PSU will play much of this season out of the limelight. Its home games are at Lewis & Clark while Viking Pavilion construction continues. But first-year coach Barret Peery expects the same whirling-dervish approach from his team anytime, anywhere.

"Be very clear: We don't care where we play," Peery said. "We talk about that every day. We practice in a building that's not even finished. We play in a non-home home court. We're never going to get caught up in anything other than we don't care where we play, we just care about the way that we play and trying to win.

"We could play at an elementary school, we're going to be the same all the time."

The Vikings employing their all-out pressure in a small grade-school gym? Imagine the big-time chaos they would create.

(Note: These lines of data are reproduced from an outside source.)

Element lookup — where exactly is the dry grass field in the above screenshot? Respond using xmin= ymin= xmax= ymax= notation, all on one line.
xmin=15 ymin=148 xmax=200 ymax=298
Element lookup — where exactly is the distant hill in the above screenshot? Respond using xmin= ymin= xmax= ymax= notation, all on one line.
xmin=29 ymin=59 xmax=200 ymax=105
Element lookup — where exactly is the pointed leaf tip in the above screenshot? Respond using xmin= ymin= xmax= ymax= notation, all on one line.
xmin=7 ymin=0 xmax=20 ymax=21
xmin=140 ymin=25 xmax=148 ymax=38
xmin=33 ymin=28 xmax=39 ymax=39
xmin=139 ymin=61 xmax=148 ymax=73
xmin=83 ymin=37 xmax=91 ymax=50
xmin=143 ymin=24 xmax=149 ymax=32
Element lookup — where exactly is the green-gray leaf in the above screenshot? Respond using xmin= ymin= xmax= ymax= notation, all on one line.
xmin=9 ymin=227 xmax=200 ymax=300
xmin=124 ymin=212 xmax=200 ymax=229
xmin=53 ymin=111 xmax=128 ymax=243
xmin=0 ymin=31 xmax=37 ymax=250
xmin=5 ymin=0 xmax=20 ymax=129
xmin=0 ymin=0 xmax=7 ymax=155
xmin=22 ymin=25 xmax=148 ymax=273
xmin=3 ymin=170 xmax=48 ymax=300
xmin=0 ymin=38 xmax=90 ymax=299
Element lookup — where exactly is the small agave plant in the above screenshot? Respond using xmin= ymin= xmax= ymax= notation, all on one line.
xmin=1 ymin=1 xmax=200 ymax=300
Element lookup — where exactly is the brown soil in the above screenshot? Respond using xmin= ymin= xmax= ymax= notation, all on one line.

• Gonzaga's Silas Melson, a senior guard from Jefferson High, is starting and doing well for the Bulldogs, who went 2-1 at the PK80.

The Zags improved to 5-1 with wins of 86-59 over Ohio State and 76-71 in overtime against Texas. They lost 111-105 to Florida in two OTs.

The 6-4, 195-pound Melson, a three-year letterman, started four games last season as Gonzaga made the NCAA final.

His numbers have improved steadily while with the Zags: He averaged 3.2 points in 9.6 minutes per game as a freshman, 6.6 points in 21.7 minutes as a sophomore and 7.2 points in 23.8 minutes last season. He had 10 assists in 2014-15, 30 the following season and 58 as a junior.

In the first six games of this season, he averaged 10.2 points in 32.5 minutes, with 20 assists (and a ateam-high 11 steals).

Melson "plays and possesses all those Zag qualities that go all the way back 20 years through this run," Gonzaga coach Mark Few said. "He's not a big rah-rah guy. He's not a loud guy. But he is the essence of what our program is all about. He is selfless. He gives you great effort, and he's not afraid."

• Small-college update: Portland teams begin conference play this weekend, with women's games followed by men's games at most venues.

Lewis & Clark's teams open play in the NCAA Division III Northwest Conference with games on Friday at Willamette and on Monday at home against Pacific. The Pioneer men are 1-3 entering conference play, the women 4-2.

In the NAIA Division II Cascade Collegiate Conference, Warner Pacific plays host to Evergreen State on Friday and to Northwest University on Saturday. Multnomah plays host to Northwest on Friday and to Evergreen State on Saturday before visiting Warner Pacific on Tuesday. The WPC men are 5-3. The WPC women are 2-6. The Multnomah men were 2-4 before visiting Pacific Lutheran on Tuesday. The Lions play a noncounter at the University of Portland on Thursday. The Multnomah women are 0-8.